Worried what would happen when the French learned that Hiep Hoa was dead, the regents hurriedly acted to choose a successor and the choice fell on the fifteen-year-old Prince-Phuc U’ng Dang. At a hastily organized ceremony on December 1, 1883 at five o’clock in the morning the teenager was enthroned as Emperor Kien Phuc of the Great South. Of course, when Resident Superior Champeaux returned to the capital he was outraged at what had happened and demanded an explanation for why a new monarch had been placed on the throne without France being consulted. He claimed that the Harmond Treaty that Hiep Hoa had signed required that new monarchs meet with French approval. He probably suspected what the real story was and was looking for any legal means to object because the Harmond Treaty was a pretty flimsy excuse since it granted France no rights or role at all in matters of the imperial succession. However, the regents responded with an even flimsier defense by claiming that since it was Hiep Hoa who had signed the treaty, and since he was now dead, the treaty was no longer valid.
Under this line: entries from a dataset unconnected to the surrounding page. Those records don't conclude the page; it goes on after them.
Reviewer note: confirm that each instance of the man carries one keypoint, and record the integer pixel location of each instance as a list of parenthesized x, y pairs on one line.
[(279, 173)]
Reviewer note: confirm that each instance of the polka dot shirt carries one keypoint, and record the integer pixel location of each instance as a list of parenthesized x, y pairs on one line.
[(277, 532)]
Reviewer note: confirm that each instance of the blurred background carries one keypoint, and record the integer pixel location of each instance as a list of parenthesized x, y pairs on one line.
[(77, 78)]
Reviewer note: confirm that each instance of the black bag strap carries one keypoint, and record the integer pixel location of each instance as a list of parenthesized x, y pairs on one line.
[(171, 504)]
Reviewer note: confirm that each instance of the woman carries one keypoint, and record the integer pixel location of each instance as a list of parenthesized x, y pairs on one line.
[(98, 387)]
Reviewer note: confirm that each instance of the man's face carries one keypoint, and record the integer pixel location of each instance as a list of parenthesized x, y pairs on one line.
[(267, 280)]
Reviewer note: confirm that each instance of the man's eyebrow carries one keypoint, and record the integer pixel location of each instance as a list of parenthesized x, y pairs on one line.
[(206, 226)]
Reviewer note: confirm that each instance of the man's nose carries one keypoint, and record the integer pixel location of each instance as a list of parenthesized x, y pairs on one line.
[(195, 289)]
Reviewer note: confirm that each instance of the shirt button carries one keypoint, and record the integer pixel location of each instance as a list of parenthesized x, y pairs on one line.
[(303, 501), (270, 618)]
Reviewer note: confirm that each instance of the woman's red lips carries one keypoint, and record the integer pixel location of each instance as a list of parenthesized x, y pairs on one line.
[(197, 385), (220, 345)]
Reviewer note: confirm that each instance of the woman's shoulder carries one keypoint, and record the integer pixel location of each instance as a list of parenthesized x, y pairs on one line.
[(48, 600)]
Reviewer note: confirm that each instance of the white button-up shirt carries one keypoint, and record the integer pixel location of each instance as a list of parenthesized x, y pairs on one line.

Entrance to the tomb of Kien Phuc |
During his short reign, Emperor Kien Phuc showed a great deal of potential and many Vietnamese historians have looked back at him as one of the great “might-have-been” cases in Nguyen Dynasty history. The scholars at court remarked on his great potential to be an effective and moral emperor, praising his upstanding character and later generations would surmise that he could have been a great, even legendary emperor were it not for the disadvantages of poor health and his domination by the corrupt regents Tuong and Thuyet. They remained in control even though, once Kien Phuc became emperor, the regent was supposed to be Prince Gia-Hung. During his time, Emperor Kien Phuc put his seal to a new treaty with the French (who were trying to remove all ambiguity after the earlier scare) which recognized Annam (central Vietnam) and Tonkin (north Vietnam) as protectorates of France.
What brought about his downfall remains somewhat disputed but the usual story involves Emperor Kien Phuc becoming a liability to the ruling clique represented by his adopted mother, Hoc Phi, who was the third wife of Emperor Tu Duc and who was having an illicit affair with the regent Nguyen Van Tuong. Later, some would even suspect that the queen and the regents were somehow intentionally keeping the young monarch weak and ill and there seems little doubt that he was chosen specifically as a figure who could be easily dominated. The matter came to a head when the morally upright monarch walked in on his adopted mother and Tuong in flagrante delicto in the palace one night. Outraged, he imprudently shouted at the two, “When I get well, I will chop off your heads down to the third generation”. Obviously, the regents were not going to allow the Emperor a chance to make good on his threat. So, as the story goes, Queen Hoc Phi put poison in the Emperor’s medicine soon afterward and after becoming violently ill the unfortunate Emperor Kien Phuc died on August 1, 1884.
This provoked outrage, both among the French and the Nguyen Dynasty. The head of the imperial family council, Prince Gia-Hung, began a secret investigation into the death of the emperor the following year but when Ton That Thuyet found out about this the prince was promptly exiled and thereafter mysteriously disappeared. All of these events convinced the French authorities that Tuong and Thuyet had to go and took action to remove them from power. They ensured, of course, that their authorities passed to the colonial authorities rather than to the next emperor but at least the era of royal assassinations was over. The ensuing struggle saw the outbreak of the Mandarins Revolt, the elevation of a more Franco-friendly monarch. The infamous “Year of the Three Kings” had passed but it would still be some time before Vietnam would again enjoy peace and tranquility.